En ella, la residencia de lo sagrado arde sin remedio. Ante nuestros ojos perecen el Orgullo y la Prepotencia, lo Celestial y lo Sacripotente. Se extinguen las plegarias, se ennegrece el mármol. Los esfuerzos del atlante por arrastrar la ciudad hacia las olas no surten efecto; de la atroz conflagración apenas logra escapar un simple mortal refugiado en su bote. Detrás, arderá el centauro y la ninfa, la diosa y el semidiós, el fasto y la civilidad, mientras nosotros, espectadores impotentes de boca seca y garganta helada, escuchamos el restallar de las banderas sobre nuestras cabezas, oímos los atroces gritos que nunca podremos olvidar, apartamos el rostro para que no nos sofoquen el calor y la ceniza. El fuego que antes propiciaba el rito y aglutinaba el mito, ahora destruye y arrasa. Pronto, solo quedarán despojos, ruinas chamuscadas por el empuje de lo incontenible, y esas deidades, esos paradigmas, si logran sobrevivir, deberán ocultarse en el fondo de aisladas cavernas, en las umbrías entrañas del bosque, donde rumiar su infortunio.

Así, con estas piezas que ven la luz por primera vez, Bejarano construye una sobrecogedora metáfora sobre el devenir de la cultura Occidental, inmersa en una profunda crisis de creatividad y espiritualidad, arrasada por el Estrépito y la Prepotencia, la Vanidad y el Egoísmo, la falsa Fe puesta a los pies de falsos dioses y falsas promesas. Estamos, pues, ante un pequeño grupo de pinturas centradas en la eclosión de la Soberbia, la pérdida de la Gloria, la destrucción de los grandes paradigmas, la ruina del Ego y la relación antinómica entre Ethos y Pathos, entre ética y destino, que, aderezados por una innegable dosis de Eros, entronca con la producción ya conocida del artista y, al mismo tiempo, marca un punto de giro.

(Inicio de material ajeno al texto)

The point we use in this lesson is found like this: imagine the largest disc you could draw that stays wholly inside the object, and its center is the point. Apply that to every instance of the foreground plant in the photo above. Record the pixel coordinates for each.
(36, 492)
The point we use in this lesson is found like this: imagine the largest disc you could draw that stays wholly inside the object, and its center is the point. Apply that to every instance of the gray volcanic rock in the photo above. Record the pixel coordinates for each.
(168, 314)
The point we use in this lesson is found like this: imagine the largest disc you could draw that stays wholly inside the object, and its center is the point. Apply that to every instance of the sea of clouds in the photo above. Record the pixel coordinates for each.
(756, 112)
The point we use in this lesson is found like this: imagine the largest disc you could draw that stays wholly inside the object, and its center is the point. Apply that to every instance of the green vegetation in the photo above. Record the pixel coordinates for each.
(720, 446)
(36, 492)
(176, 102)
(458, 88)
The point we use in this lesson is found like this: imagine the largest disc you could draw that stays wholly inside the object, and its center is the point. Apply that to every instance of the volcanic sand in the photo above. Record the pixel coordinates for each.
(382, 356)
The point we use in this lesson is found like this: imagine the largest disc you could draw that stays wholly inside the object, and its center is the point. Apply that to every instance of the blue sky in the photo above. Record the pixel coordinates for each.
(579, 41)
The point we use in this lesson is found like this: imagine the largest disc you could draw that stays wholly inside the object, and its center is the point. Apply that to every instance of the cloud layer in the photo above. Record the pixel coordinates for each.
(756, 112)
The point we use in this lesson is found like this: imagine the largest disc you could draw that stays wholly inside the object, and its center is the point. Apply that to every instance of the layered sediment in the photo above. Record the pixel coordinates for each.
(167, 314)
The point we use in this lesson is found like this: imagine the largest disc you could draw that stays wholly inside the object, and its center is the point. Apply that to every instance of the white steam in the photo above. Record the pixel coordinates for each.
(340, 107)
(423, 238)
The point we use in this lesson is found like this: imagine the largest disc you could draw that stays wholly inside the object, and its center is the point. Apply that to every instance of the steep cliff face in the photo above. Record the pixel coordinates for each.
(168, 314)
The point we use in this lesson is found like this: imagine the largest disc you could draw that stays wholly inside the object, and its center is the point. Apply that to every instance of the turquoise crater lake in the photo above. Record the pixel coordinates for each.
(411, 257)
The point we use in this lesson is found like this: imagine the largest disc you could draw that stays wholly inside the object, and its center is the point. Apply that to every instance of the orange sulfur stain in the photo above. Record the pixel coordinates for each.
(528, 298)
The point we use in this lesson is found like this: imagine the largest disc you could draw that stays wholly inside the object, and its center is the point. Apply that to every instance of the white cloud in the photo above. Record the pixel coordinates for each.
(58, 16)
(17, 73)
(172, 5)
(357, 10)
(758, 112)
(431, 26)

Mas, entre las ruinas carbonizadas y los rescoldos humeantes, una vez las nubes y el tiempo aplaquen la ira, palpitará la esencia de un nuevo comienzo. Ese latido sutil, esa tenue respiración irá ganando fuerza y presencia para devolvernos a un ser humano, a un hombre, a un creador que, abrazado fuertemente a la memoria, renace, trascendental y paradójico, precisamente en virtud del fuego.